O Globo - O senhor ficou surpreso com a decisão do governo de permitir o plantio de transgênicos?
- Não apenas surpreso, mas indignado. O governo não entende que há pressão de ordem internacional para que o Brasil entre na soja transgênica apenas para acabar com a soberania do país na produção e na exportação de soja natural.

O Globo - O senhor sairia em defesa da ministra Marina Silva?
- O que os colegas do governo fizeram com a ministra foi um desaforo. Ela defende um projeto que sempre foi apoiado pelo próprio PT.

O Globo - Por que o Brasil não deveria ser produtor e exportador de soja transgênica?
- Falta conhecimento sobre estudos de previsão de impacto, seja para projetos desenvolvimentistas ou mesmo governamentais. A liberação desta soja é um absurdo. A tecnologia de obter transgênicos resolve vários problemas com certo acerto técnico-científico. Portanto, não estou preocupado com produtos transgênicos que podem ser liberados. Mas liberar os transgênicos que dizem respeito à geopolítica internacional das exportações é um absurdo.

O Globo - Qual a maior implicação no comércio exterior brasileiro?
- Os EUA entraram na produção de soja transgênica. A Argentina, forçada por grandes companhias, também. E, agora, uma dessas empresas tenta, por todos os meios, inclusive pressões e concessões para políticos, fazer com que o Brasil entre na soja transgênica.

O Globo - Na sua opinião, a maior preocupação deve ser com a saúde pública?
- Não é um problema de saúde pública. Provavelmente, a soja transgênica, que não é usada muito pelos brasileiros, não vai ter conseqüência para a saúde. Mas esse não é o problema. O Brasil precisa pensar em sua posição internacional em termos de mercados.

O Globo - Se entrar no mercado de transgênicos, o que pode acontecer?
- Se entrar, vai perder mercados. Hoje, o Brasil tem o maior mercado do mundo com a soja natural. E os outros países ficam desesperados de saber que o Brasil, um país de terceiro mundo, é campeão na produção de uma soja bem recebida em todo o mercado mundial. Qualquer opinião jurídica sobre a soja transgênica é extremamente perigosa para o projeto agrícola e econômico brasileiro.

O Globo - Faltariam incentivos para a produção da soja transgênica?
- Os EUA têm condições de oferecer grandes subsídios para seus plantadores. Assim, o Brasil, que não poderia fazer o mesmo, continuaria secundário. Lá (nos EUA) já disseram que, se a soja transgênica não der certo, dentro das considerações de mercado, eles voltam para a natural.
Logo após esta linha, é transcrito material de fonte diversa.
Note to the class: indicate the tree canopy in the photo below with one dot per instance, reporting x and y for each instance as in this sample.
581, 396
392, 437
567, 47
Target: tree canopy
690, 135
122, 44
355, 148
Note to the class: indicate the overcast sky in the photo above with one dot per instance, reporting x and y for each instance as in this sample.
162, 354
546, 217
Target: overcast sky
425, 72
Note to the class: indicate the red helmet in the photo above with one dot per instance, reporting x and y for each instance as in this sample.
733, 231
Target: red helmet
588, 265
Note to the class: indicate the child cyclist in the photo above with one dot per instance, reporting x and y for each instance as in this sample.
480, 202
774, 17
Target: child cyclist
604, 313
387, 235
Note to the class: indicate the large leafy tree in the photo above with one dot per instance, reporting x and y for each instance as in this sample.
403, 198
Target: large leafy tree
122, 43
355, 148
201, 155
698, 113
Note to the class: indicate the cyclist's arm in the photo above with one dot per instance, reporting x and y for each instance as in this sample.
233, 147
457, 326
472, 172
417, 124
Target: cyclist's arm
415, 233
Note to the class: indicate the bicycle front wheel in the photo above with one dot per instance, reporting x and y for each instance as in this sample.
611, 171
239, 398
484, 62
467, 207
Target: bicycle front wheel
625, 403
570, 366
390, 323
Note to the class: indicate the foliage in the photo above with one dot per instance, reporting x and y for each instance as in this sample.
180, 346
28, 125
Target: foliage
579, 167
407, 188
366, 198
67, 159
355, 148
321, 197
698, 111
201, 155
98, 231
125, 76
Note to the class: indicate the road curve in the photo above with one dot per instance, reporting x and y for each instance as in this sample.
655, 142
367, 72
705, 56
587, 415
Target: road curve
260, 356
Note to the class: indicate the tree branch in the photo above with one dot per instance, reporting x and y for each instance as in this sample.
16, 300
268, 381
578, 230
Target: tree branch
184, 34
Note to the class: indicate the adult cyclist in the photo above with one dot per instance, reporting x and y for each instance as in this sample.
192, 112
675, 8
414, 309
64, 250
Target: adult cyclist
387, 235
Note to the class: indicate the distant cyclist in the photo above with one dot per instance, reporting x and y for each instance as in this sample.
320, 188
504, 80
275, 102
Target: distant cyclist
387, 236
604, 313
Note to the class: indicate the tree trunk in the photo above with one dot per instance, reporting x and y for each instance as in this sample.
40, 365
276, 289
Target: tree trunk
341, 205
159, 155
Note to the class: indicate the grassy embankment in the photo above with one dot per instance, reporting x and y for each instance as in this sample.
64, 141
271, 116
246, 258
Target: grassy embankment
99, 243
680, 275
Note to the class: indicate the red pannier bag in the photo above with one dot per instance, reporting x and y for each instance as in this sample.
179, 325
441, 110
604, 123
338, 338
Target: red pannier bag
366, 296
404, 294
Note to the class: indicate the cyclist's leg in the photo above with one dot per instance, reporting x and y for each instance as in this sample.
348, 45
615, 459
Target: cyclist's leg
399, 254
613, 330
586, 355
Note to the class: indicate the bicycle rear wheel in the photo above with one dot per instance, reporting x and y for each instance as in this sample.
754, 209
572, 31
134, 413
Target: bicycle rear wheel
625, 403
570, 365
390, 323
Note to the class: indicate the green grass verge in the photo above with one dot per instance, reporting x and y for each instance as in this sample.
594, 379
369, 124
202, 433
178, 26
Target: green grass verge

Ao mesmo tempo, eles insistem para que liberemos espaço para a soja transgênica.

O Globo - Houve uma decisão da Justiça favorável ao plantio da soja transgênica.
- A juíza que autorizou a questão da soja para a Monsanto cometeu um erro histórico. Ela não sabe nada de previsão de impacto ou de geopolítica internacional. É uma coisa que influi na história política e econômica do Brasil. E tem muita gente não querendo perceber a guerra que está acontecendo e que só vai favorecer quem tem mais força.

O Globo - Alguns especialistas alegam que os transgênicos poderiam solucionar o problema da fome. O senhor concorda?
- A soja não é um produto que usamos costumeiramente em nossa alimentação, a não ser no óleo. Num país onde se come carne de bode, não há espaço para alimentação à base de soja.

O Globo - O senhor seria a favor de que outros produtos fossem modificados geneticamente no país?
- Sim, mas todos os produtos que são transgênicos devem ser muito bem estudados para saber se têm ou não conseqüências negativas. Acredito que o Brasil poderia ter diversos transgênicos, mas apenas quando o produto interessa ao país.

O Globo - O governo está fazendo vista grossa para essa questão?
- Este ano, o lucro da produção geral brasileira foi um dos mais favoráveis com a soja natural. Mas a idiotização e a politização errada das pessoas fazem com que não olhem o próprio país em primeiro lugar. A questão de soberania não é de ministro nem de autoridade alguma, mas do presidente da República. Ao liberar a soja transgênica, comete-se uma indignidade.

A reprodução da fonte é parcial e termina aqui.